Estate plans are most efficient when they contain all the necessary documents pertaining to a person's particular situation. Some Massachusetts residents might find that including trusts in a comprehensive estate plan could be worth their while. The first order of business is finding out whether a trust would be useful. If so, what type of trust would be best, and who is to be named trustee?

If a trust is in order, a grantor has to decide on a time frame. Should the trust take effect immediately or when the grantor dies? Should the trust be irrevocable or revocable? These are questions that may be best answered in consultation with an estate planning attorney. Also, choosing a trustee takes some thoughtful consideration since the person should have some financial acumen, be trustworthy and will have the time to devote to administering the trust.

A grantor might consider choosing a corporate trustee who has the proper skills to oversee a trust. If the grantor chooses a family member or friend to act as trustee, he or she should consider naming a co-trustee or a secondary trustee. It's a safeguard in case the person named is no longer able to carry out the duties.   
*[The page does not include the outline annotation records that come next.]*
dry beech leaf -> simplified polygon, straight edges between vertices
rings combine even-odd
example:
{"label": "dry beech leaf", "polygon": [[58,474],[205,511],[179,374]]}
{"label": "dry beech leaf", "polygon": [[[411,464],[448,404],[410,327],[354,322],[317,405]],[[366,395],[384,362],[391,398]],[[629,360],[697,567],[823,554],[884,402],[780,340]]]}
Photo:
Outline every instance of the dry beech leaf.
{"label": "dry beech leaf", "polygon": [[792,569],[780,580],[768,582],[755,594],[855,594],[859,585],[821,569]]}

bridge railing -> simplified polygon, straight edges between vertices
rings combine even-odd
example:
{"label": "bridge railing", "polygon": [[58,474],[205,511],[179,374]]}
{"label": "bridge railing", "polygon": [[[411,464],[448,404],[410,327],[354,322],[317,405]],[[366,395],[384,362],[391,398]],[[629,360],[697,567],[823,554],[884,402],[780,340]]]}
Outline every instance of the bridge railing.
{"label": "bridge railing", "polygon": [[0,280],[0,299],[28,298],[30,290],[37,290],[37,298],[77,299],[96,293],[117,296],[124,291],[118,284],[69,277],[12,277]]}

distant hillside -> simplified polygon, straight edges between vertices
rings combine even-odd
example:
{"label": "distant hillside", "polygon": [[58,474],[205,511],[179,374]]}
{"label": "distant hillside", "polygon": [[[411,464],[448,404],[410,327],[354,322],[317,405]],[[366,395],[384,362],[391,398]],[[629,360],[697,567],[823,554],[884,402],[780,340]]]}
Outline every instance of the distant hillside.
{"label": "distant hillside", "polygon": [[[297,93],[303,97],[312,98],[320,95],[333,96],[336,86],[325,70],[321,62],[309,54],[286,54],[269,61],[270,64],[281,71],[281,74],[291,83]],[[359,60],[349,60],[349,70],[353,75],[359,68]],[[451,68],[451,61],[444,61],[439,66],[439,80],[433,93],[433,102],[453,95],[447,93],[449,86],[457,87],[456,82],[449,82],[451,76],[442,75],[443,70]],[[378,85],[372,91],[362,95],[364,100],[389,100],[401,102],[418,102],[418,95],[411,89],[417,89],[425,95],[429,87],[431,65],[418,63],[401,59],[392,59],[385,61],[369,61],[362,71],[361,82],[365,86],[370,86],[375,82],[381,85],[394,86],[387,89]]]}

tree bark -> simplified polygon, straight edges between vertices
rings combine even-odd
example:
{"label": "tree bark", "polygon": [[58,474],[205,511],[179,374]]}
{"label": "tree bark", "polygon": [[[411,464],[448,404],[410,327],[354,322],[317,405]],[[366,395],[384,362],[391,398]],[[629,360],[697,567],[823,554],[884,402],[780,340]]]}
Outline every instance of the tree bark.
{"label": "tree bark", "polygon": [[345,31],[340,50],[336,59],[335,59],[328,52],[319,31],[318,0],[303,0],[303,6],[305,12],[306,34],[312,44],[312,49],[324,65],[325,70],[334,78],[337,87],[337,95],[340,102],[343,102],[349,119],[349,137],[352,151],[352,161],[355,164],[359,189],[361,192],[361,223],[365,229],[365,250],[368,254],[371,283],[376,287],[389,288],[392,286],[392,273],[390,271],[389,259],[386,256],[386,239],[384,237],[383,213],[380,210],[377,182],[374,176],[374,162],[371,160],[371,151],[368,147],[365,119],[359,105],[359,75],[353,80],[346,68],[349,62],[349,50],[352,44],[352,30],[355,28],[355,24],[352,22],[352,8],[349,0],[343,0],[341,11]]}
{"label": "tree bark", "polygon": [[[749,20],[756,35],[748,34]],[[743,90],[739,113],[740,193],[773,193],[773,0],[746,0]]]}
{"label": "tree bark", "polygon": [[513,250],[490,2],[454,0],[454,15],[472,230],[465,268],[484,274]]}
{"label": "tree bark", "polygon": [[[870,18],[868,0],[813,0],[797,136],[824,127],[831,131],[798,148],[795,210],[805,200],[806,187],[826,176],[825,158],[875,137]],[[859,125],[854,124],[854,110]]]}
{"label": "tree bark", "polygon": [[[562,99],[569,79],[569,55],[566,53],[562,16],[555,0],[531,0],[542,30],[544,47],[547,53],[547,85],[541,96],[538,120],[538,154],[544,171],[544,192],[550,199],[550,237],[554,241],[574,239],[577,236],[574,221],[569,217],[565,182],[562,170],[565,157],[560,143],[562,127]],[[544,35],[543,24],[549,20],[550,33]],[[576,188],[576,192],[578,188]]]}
Successful estate planning in Massachusetts requires collaboration among professional advisers, family members and other experts when building the structures -- like trusts -- and strategies that will underpin an individual's legacy. Obtaining the proper legal advice is crucial when setting up a trust since state laws used to draft the trust will impact how the courts view it. Trusts can be complicated but can give a grantor a great deal of peace of mind if set up properly.